Снаряжение, которое Декстер утром взял с собой – положив в холщовую сумку и в трусы, надетые на нем под свободными и длинными трусами, – он уже почти израсходовал. Все, что у него осталось, – это водонепроницаемые часы на запястье и пояс с прикрепленным к нему сзади ножом. В плоских карманах пояса лежала клейкая лента и все остальное.
Впереди послышалось журчание воды. Декстер добрался до потока, остановился и отступил шагов на двадцать. Здесь он разделся, оставив на себе только пояс и нижние трусы.
Со стороны полей сквозь давящий, цепенящий зной донесся лай собак. Как ни слаб дующий с моря бриз, псы учуют его запах через несколько минут. Декстер проделал все необходимое аккуратно, но быстро, потом отошел к потоку, скользнул в него и понесся по течению.
Несмотря на уверения, что собаки ни за что его не тронут, ван Ренсберг, ехавший по главной дороге от ворот в глубь поместья, закрыл в джипе все окна.
За джипом катил грузовичок с кузовом в виде стальной клетки и помощником старшего псаря за рулем. Сам старший псарь сидел рядом с майором в “лендровере”. Он-то первым и услышал, что псы перешли с басовитого лая на возбужденное тявканье.
– Они что-то нашли, – воскликнул псарь.
Ван Ренсберг разулыбался:
– Где?
– Вон там.
Макбрайд сидел, ссутулясь, сзади и радовался, что его защищают борта и стекла машины. Он не любил злых собак.
Псы действительно что-то нашли, однако в голосах их звучала скорее боль, чем возбуждение. Южноафриканец, повернув к персиковому саду, увидел всю свору. Псы вились посреди дороги вокруг кипы окровавленного тряпья.
– Загоните собак в машину, – крикнул ван Ренсберг.
Старший псарь выбрался наружу и посвистел, призывая собак к порядку. Те, не протестуя, но все еще повизгивая, попрыгали в грузовичок, где их и заперли. Только после этого ван Ренсберг и Макбрайд вылезли из джипа.
– Значит, вот где они его сцапали, – сказал ван Ренсберг.
Псарь, озадаченный поведением доберманов, подобрал окровавленную рубаху, поднес ее к лицу и тут же отдернул.

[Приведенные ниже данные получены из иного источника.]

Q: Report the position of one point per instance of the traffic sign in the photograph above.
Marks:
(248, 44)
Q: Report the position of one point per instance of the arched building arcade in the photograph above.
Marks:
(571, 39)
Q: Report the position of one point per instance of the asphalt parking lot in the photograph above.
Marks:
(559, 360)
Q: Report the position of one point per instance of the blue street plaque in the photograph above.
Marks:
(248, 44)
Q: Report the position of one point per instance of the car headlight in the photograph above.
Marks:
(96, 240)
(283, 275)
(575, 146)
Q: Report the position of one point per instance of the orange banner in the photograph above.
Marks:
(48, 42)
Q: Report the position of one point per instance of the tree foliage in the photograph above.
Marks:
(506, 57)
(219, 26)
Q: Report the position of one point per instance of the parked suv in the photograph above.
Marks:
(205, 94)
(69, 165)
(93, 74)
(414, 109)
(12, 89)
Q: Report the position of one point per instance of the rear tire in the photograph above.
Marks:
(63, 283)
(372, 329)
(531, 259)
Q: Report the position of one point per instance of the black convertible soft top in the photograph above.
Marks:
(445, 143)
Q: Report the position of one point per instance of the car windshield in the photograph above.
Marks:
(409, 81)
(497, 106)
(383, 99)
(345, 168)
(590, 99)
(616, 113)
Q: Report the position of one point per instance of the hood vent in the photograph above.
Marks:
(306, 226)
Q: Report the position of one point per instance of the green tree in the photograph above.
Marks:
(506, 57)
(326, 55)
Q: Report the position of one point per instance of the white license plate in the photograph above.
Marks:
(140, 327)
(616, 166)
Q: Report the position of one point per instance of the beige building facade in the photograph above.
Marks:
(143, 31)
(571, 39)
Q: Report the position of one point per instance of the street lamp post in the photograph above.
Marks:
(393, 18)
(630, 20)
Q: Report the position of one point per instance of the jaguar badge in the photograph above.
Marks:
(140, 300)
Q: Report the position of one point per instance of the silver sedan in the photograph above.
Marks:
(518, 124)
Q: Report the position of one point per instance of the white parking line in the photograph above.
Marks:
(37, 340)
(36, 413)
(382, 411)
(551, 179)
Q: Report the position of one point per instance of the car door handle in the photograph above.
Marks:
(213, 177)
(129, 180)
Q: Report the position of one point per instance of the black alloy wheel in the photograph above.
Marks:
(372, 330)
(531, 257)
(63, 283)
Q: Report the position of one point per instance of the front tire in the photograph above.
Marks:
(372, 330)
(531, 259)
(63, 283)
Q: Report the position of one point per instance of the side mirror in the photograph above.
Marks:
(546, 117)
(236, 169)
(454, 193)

– Острый перец, – воскликнул он. – Молотый зеленый чили. Тут им пропитано все. Неудивительно, что бедняги визжат. Не от волнения – от боли.
– Когда у них восстановится нюх?
– Ну, не сегодня. Может быть, завтра.
Они нашли штаны, также густо посыпанные чили, соломенную шляпу, даже эспадрильи. А вот ни тела, ни костей не было – ничего, кроме окровавленной одежды.